The comparable strength of risk factors in different ethnicities emphasizes their central importance and potential direct role in the disease process. Similar risk factors in both sexes and different ethnicities may facilitate risk communication and the development of uniform concepts of prevention. Similar to other risk algorithms, the risk score may help to identify individuals at high risk for AF and at the same time provide a starting-point for active prevention since some of the clinical risk factors included in the algorithm are modifiable. Whether the risk function can be applied effectively for the identification of participants for clinical intervention trials needs to be examined.
Strengths and Limitations
We acknowledge several limitations to our study. Observed differences in AF incidence beyond different age ranges and real incidence differences in the cohorts may be due to secular trends in the diagnosis and coding of AF and to differences in AF adjudication and intensity of collection of follow-up data. The performance of the risk algorithm indicates that the risk function seems to be robust against minor systematic misclassifications and real sample-specific differences.

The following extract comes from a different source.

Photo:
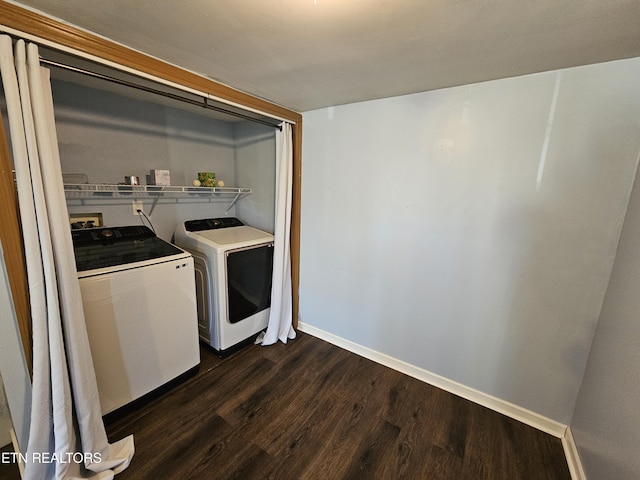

Unfortunately, information on valvular heart disease, one of the strongest risk factors for atrial fibrillation, was not available in AGES and in most of the CHS AA. Reliance on physical examination for heart murmur (versus echocardiography) may have led to misclassification of valvular heart disease in both CHS whites and FHS. Whereas in FHS significant valvular heart disease was considered in a graded fashion, heart murmur was classified as present-versus-absent in CHS. The different classification reduces the comparability of the two studies, as is evident in the different prevalence and smaller hazard ratio related to cardiac murmur in CHS. Severe valvular heart disease is uncommon (<5% prevalence) in the community. Although its diagnosis is associated with a high relative risk, the population attributable risk is low, which may help to explain why the risk algorithm achieved similar accuracy to the FHS function in the replication samples even without the valvular heart disease variable. Similarly, the definition of heart failure and thus the baseline prevalence differed between cohorts. Rigorously-adjudicated heart failure events in CHS and Framingham compared with hospital discharge diagnoses in AGES may have led to somewhat different relations between heart failure and AF.9
Again, at the community level, the prevalence of heart failure was low and the slightly different definitions did not impair discrimination and calibration markedly. Overall, only the prospective application of the risk algorithm and the development of effective strategies to prevent AF will provide support for the utility of the risk function.
The utility of a risk prediction algorithm ultimately depends on several factors, including whether or not: 1) the algorithm accurately classifies individual risk; 2) effective preventive therapies for AF are available; and 3) targeting preventive therapies to level of risk improves outcome in a cost-effective way. The present study is an effort to develop a robust transportable prediction instrument. Prior to demonstrating improved outcomes, the risk prediction instrument may be useful to identify high-risk individuals for primary prevention trials, or as a screen to identify whether putative biological or genetic markers aid in risk stratification over and above easily assessed clinical factors.
We have demonstrated that an individual’s absolute AF risk can reliably be assessed in independent, community-based samples of different age structure and ethnic background based on easily-accessible clinical variables. It needs to be shown whether the application of the risk algorithm and the knowledge of the relative importance of the potentially modifiable risk factors can reduce the number of incident AF cases.